Let's take a look at the proposed American Recovery and Reinvestment Plan (see Thought #2). Part of this plan is to get people spending again, by giving 95% of working families a $1,000 "one time tax cut".

It sounds good so let's examine this "tax cut". First of all, we have done this two other times in the last decade. If the new program is like the last two, our government is going to advance most of us $1000 against a refund on next year's taxes. OK, but we spent $1000, so where did it come from? We will give our government $1000 less of the taxes we are going to pay next year so our government will have less money to spend  because it was spent this year to stimulate the economy.

But wait! They aren't curtailing spending, they are going to introduce the largest spending bill (with the "tax cut") in our history.

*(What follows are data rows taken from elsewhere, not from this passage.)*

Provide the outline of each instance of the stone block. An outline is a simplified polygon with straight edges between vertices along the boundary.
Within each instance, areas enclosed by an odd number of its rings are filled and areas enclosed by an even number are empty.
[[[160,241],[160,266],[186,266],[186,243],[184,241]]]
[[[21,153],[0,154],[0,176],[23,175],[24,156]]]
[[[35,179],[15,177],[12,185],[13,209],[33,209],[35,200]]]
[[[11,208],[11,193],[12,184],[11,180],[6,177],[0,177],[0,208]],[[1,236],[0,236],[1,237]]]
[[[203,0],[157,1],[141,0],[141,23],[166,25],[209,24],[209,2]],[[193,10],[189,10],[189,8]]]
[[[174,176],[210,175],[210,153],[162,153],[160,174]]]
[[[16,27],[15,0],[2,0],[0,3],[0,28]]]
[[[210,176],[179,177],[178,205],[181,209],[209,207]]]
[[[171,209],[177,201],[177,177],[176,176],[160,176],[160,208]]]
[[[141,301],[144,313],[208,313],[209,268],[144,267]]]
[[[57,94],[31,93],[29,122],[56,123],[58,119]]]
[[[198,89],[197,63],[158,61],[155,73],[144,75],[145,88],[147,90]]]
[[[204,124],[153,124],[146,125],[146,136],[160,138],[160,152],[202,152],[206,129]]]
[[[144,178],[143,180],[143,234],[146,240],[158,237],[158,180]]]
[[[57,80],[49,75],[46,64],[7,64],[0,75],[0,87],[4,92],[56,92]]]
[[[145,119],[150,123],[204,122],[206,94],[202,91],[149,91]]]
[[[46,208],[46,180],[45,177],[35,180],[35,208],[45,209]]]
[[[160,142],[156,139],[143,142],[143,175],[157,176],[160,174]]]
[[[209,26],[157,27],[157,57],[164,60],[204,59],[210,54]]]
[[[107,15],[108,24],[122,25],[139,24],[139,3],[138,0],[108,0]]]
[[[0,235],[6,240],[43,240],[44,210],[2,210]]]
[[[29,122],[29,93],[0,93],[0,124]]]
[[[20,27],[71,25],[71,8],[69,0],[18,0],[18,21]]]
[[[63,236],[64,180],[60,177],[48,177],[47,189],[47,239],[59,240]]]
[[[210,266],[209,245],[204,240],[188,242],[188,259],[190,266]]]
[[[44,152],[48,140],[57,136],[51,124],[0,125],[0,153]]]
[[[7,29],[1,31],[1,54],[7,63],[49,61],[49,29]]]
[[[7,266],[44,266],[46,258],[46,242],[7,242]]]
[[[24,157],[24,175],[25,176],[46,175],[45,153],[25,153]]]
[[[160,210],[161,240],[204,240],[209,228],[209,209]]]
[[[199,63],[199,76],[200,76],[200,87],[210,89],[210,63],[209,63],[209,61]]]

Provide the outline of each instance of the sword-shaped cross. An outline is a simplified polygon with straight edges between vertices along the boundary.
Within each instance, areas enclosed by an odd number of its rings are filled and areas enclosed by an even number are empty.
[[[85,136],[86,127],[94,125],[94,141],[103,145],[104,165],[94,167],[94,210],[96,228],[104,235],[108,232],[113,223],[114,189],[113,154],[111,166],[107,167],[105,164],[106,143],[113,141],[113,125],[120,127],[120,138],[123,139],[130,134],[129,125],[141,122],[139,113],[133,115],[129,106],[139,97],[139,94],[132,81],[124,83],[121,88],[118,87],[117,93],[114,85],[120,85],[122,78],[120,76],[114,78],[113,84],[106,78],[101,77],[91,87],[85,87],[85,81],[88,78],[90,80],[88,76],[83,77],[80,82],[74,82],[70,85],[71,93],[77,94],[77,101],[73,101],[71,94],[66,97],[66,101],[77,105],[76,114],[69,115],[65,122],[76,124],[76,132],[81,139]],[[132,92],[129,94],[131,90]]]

How do they do this when they have no money?

Let's take a quick look at how our government gets money. We pass laws to allow our government to tax us and others around the world, so that's one way. If they had any savings or checking accounts, they would get interest but they don't seem to save very much. Other countries could give us monetary gifts but they don't. We get some money from custom duties. Oh, and then there is the Money Tree! Yes, the federal government has a Money Tree with trillions of dollars hanging from its limbs. Here is how the Money Tree works.

1. The money on the tree isn't money that exists today, it is money the citizens and their offspring will earn in the future. If we let our government pick money off of the tree, then we promise to pay it back with our future earnings.

2. So when money is picked, it becomes a loan against the citizens.

3. But the federal government can't pick money off the tree unless they get our approval. Actually they get the approval from the representatives we sent to represent us in congress.

4. Approval happens by passing a law saying they can pick, for example, $1 trillion dollars. $1 trillion represents about $9000 for every working person in the United States.

If the American Recovery and Reinvestment Plan is approved by the citizens (through our representatives in congress), our federal government is going to take out a loan against us and our children to the tune of $1 Trillion and then give us $300 Billion (from the $1 trillion they borrow from us) as a "tax cut" that we need to spend immediately to stimulate the economy.

Here is my point:  There is no tax cut! You can't borrow $1 trillion, give us $300 billion from the $1 trillion you borrowed and call it a tax cut. It's a LOAN that we are making to our government!  Shame on those that mislead us.

I hope The American Recovery and Reinvestment Plan will include metrics that define how the authors of the plan intend to measure its successful.  If this plan does have measurable metrics, we will evaluate them later this year.

Most importantly, and independent of this deception, it's important to all of us that this plan is successful.